Himself the son of a Bavarian brewer, Stroessner had a soft spot for his fellow countrymen, including Nazis. When Josef Mengele, the Auschwitz ‘Angel of Death’, applied for Paraguayan citizenship in 1959, he did not even bother to use an assumed name. It was seventeen years before his citizenship was revoked, by which time he had long since disappeared. The fleeing Nazis settled in quickly, said David. ‘The place is still full of them – oh God yes’, he said, leaning forward confidentially, ‘hundreds of them.’ After his family had left Primavera, he had been sent to the German school at Asunción. There he had completed a history project on the Nazi period and told his schoolmates many things they didn’t believe. That had earned him the nickname ‘Jew’. ‘I had a pretty bad time, I can tell you’, he said. At least a hundred thousand Germans, or descendants of Germans, are dotted throughout Paraguay, one person in forty, most of them completely assimilated into the life of the country.

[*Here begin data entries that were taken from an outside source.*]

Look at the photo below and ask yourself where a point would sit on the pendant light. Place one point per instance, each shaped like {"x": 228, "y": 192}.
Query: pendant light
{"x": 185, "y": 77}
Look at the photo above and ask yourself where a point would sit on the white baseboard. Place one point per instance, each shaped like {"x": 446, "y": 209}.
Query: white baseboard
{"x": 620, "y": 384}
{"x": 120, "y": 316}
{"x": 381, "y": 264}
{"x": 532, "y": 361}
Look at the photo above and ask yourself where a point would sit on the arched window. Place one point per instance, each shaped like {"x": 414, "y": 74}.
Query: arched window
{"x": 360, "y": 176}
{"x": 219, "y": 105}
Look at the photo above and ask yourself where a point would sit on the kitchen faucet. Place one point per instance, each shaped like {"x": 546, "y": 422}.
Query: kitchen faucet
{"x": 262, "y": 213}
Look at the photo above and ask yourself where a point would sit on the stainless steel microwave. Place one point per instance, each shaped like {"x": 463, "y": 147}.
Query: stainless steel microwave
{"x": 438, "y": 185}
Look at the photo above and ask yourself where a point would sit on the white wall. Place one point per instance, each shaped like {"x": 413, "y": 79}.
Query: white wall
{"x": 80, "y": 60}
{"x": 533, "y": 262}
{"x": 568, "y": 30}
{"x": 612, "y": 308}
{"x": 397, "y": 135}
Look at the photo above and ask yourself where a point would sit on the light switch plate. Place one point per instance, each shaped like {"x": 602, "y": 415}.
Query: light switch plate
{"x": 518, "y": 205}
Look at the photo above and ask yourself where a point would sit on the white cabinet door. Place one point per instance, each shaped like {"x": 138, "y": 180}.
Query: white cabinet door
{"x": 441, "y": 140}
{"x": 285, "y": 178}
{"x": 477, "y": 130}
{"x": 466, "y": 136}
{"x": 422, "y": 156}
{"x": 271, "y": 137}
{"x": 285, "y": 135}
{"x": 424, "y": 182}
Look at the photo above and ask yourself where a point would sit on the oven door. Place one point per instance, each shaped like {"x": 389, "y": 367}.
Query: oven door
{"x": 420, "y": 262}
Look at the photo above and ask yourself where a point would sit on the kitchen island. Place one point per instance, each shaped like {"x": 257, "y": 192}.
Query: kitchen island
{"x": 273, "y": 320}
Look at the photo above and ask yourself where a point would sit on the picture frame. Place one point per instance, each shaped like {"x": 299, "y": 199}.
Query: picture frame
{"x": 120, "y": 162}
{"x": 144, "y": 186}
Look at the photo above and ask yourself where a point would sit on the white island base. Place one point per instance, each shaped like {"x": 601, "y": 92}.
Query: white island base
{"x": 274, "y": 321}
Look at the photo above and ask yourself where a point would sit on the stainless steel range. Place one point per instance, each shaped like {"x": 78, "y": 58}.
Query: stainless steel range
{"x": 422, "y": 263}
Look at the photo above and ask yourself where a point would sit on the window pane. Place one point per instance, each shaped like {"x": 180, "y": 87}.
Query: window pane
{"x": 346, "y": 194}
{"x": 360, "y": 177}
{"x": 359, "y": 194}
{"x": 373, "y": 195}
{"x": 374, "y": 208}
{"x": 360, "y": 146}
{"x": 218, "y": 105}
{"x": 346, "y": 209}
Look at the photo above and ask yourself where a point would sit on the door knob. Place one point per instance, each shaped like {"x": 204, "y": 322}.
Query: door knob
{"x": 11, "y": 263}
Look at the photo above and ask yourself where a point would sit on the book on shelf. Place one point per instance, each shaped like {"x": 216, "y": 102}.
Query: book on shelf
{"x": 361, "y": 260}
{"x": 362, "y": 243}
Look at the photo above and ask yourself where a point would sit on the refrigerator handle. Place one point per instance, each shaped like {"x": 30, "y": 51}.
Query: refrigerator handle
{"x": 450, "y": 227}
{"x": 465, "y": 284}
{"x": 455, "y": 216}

As my companion talked, an asthmatic air conditioner wheezed over the cracked French windows, unequal to the task of cooling the vast room. The hotel’s German owner thought it had been built in the 1860s: Madame Lynch’s ballroom, imperial bourgeois run to seed, hallmark of the Paraguayan Pompadour. The dusty chandeliers were intact, but the murals, great trellises of fruit and flowers in pastel blues and greens, were crumbling into powder. A family of bats had set up home somewhere in the rotting roof. You could still hear them faintly arguing when the pianist started playing ‘The Girl from Ipanema’. The night before, one of the bats had fallen out of a chandelier. It lay like a crumpled mitten until a waiter in a starched white uniform with no buttons had scooped it up with tongs and put it in a bucket. ‘It’s the heat’, he explained.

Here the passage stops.